2
头图

Abstract: Most modern applications are developed in the mode of separating the front and back ends. In the new generation system of China Construction Bank, each transaction corresponds to three message packets: the front-end buried point information, the sent HTTP request, and the returned HTTP response. CCB has a large number of branches and salespersons around the world, and generates a large number of financial business transactions every day, including a large number of messages, including hundreds of application scenarios such as operational distribution, cash distribution, and credit card approval. The financial business is characterized by complexity, stability and high requirements, especially in the banking industry.

The content of this article is compiled from the speech delivered by Zhou Yao, a financial technology development engineer from CCB, at the Flink Forward Asia 2021 industry practice session. Based on the experience of CCB Jinke's intensive operation service team, the flow computing framework Flink will be used. Focusing on how to introduce stateful flow computing, the three messages of burying point, request and response are processed, merged, and passed back to the application for consumption in a stable, timely and efficient manner, and finally generate business value. Show you the evolution of the stream computing architecture in the big data of bank operations, the solutions and the detours it has taken. It is hoped that it can provide reference and reference for financial enterprises to use stream computing. At the same time, it is hoped that the products and scenarios developed by CCB Jinke in CCB will be commercialized and promoted to more peers and industries.

This article will focus on four aspects: company introduction, business background and challenges, solution evolution and business effects, and future prospects.

Click to view live replay & speech PDF

1. Company introduction

img

CCB Jinke is a financial technology subsidiary of China Construction Bank.

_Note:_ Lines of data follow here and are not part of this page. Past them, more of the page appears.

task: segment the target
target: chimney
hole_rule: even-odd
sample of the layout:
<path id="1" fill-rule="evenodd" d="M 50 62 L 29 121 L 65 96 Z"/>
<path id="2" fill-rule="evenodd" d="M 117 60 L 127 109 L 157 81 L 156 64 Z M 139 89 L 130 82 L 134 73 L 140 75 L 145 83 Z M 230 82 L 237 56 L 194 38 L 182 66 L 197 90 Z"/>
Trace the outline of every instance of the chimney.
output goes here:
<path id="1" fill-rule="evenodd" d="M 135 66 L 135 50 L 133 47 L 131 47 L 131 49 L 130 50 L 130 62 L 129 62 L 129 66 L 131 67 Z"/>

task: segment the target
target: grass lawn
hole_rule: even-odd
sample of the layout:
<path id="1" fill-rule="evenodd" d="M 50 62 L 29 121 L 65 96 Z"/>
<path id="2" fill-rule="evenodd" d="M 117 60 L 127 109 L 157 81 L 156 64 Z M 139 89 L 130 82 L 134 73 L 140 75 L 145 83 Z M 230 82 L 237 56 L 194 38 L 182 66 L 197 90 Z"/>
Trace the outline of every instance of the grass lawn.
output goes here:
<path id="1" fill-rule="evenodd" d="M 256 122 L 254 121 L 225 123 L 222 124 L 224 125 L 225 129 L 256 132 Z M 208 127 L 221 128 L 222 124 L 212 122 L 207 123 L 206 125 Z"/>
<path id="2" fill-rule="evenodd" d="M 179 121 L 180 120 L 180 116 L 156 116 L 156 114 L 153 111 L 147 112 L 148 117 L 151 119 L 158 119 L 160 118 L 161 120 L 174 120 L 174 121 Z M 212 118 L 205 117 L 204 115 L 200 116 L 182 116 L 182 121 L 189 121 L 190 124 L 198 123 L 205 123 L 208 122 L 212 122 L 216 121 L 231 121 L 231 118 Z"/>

It was transformed from the former CCB Software Development Center. The company continues to be committed to becoming a technology promoter and ecological connector of the "new financial" system, helping China Construction Bank The Group's digital transformation empowers the construction of "Digital China", and enables FinTech to do its best to make society a better place. At the same time, he is also doing To B's digital transformation consulting business and digital construction business.

img

CCB Jinke's intensive operation service team mainly produces four major intelligent operation products, namely process operation, delivery management, operational risk control and channel management. This article mainly the practical application of Flink real-time computing in this part of the process operation.

2. Business Background and Challenges

Process operation is customer-centric, driven by processes, data, and technology, to realize digital management and control of operational journeys and resources, and to build a group-wide intelligent operation system of "vertical and horizontal integration".

img

2.1 Introduction to Process Operation

Taking the credit card process as an example, each user can apply for a CCB credit card through the bank's mobile APP, WeChat or other channels. After the user submits the application, the application will be transferred to the credit card approval department. The approval department will determine the amount based on some comprehensive conditions of the user, and then transfer the information flow to the card issuing and card making department, and finally to the distribution department, and send it to the user by mail. Users can start using it after activation. Each of the key business nodes, such as: application, review, card issuance, card creation, and activation can be called a business action. Multiple business actions are connected in series to form a business process from a business perspective.

For such a credit card application process, different roles hope to obtain different information from this process from different perspectives.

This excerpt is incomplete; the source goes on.